[Beowulf] 512 nodes Myrinet cluster Challanges
Vincent Diepeveen
diep at xs4all.nl
Wed May 3 08:08:05 PDT 2006
Let me react onto next small quote:
> You are somehow convinced that institutions buying clusters are brain
> dead and always get ripped off. Some are, but most are not. You don't
> have all of the informations used in their decision process, so you draw
> invalid conclusions.
Ok a few points:
First a simplistic fact:
0) the biggest and vaste majority of supercomputers get bought by
(semi-)government organisations
That in itself should already raise questionmarks on our heads. Even though
some companies need massive
power, they somehow seem to be smarter and manage to do the job in a
different way.
However i can now only talk and speak about how government works, as all
those machines belong to
semi-government.
There is now suddenly a great distinction between university level and
government level.
SOME universities do pretty well actually and the points underneath do not
apply to them
a) Let me give a simple example. In the supercomputer europe 2003 report
they still seem to not know that
opteron processors support SSE/SSE2, whereas, i'm guessing this report
was used to order for 2004/2005
machines.
As a result of that intel processor had an advantage over amd, whereas
that AMD processor in SSE2 already
was performing in tests for me in DFT faster than any intel processor.
Even though i reported
this to the persons in question and the organisation, i never got
feedback.
When i read that report 2003 which was available in start 2004, i
already knew what kind of machine
they were gonna order for 2005.
b) hardware moves fast. What is fast this year, is slow next year. A
simple indexation *previous* year what
was available that year and only use *that* to order a machine for
*next* year, is slow moving.
Companies in general are faster there.
c) if you learn what price gets paid for the hardware effectively, you
will fall off your chair. The so called public
costs that governments sometimes tell publicly simply aren't true what
they *effectively-all-in* pay.
A few good guys excepted, but in general it's simply not their money, so
they don't care.
Sometimes there are good reasons for this. So it's not like that the persons
having the
above actions are bad guys. It's easier to get 20 million euro from
goverment
sometimes than to get 1 million.
d) It is definitely the case that i do not see 'bad' persons on those
spots,
it's just that the average government official knows nothing from
contracts. They have doctor and professor titles,
because one day they were good somewhere in some domain, and perhaps
even are today; they aren't on that
spot because they are good in contracts. Government jobs pay based
upon number of titles you've got,
they don't pay based upon how good you are in closing deals and
closing good contracts. They sit there because
they are good in working with commissions which are good for your
health; such commissions usually have nice meetings,
unlike companies where meetings are usually way harder as tough
decisions get forced there.
Find me 1 burocrat on entire planet who is good in contracts and sits
at the right spot to decide what happens.

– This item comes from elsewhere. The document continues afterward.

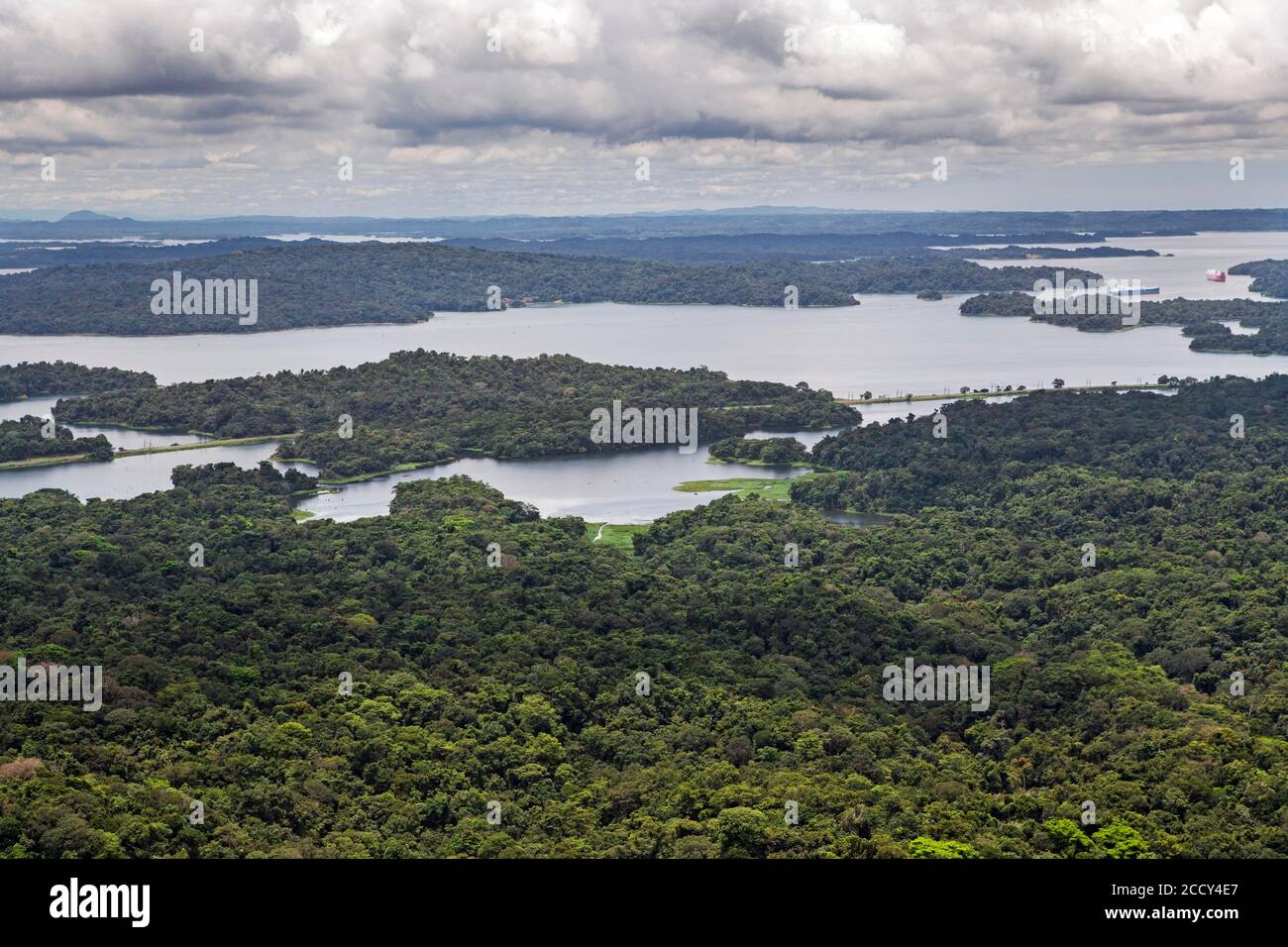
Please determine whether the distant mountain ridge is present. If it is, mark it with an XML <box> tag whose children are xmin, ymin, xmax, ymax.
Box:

I saw this in politics even more than in HPC. Those sectors
go about a lot more money than several tens of millions. Highend
supercomputing
really is about little money if you compare it with other infrastructural
projects. In telecommunication
i remember a meeting i had with a manager of a telecommunication company who
nearly wanted to
beat me up when en passant i remarked to him that such a wireless station of
around 60 watt i would never
want in my garden, as 60 watt straight through my head i do not consider as
a healthy way of life.
Even if they would offer me 20k euro a year for it, like they do to farmers
for example.
Compared to that HPC is near holy. It is not bad for health.
It's good for health in fact as it avoids for example atomic test blasts and
at a very cheap price too.
So in comparision to telecommunication and high voltage power and gas pipes
where you see sometimes
complete idiocy which is near to or equal to corruption and mixed interests;
i'm 100% sure this isn't the case in HPC.
The talk i had with next director looks worse than his actions
are in fact. He's a good guy and really did do his best, but next
conversation is typical for government.
We were standing at a certain big supercluster. 1 meter away from it.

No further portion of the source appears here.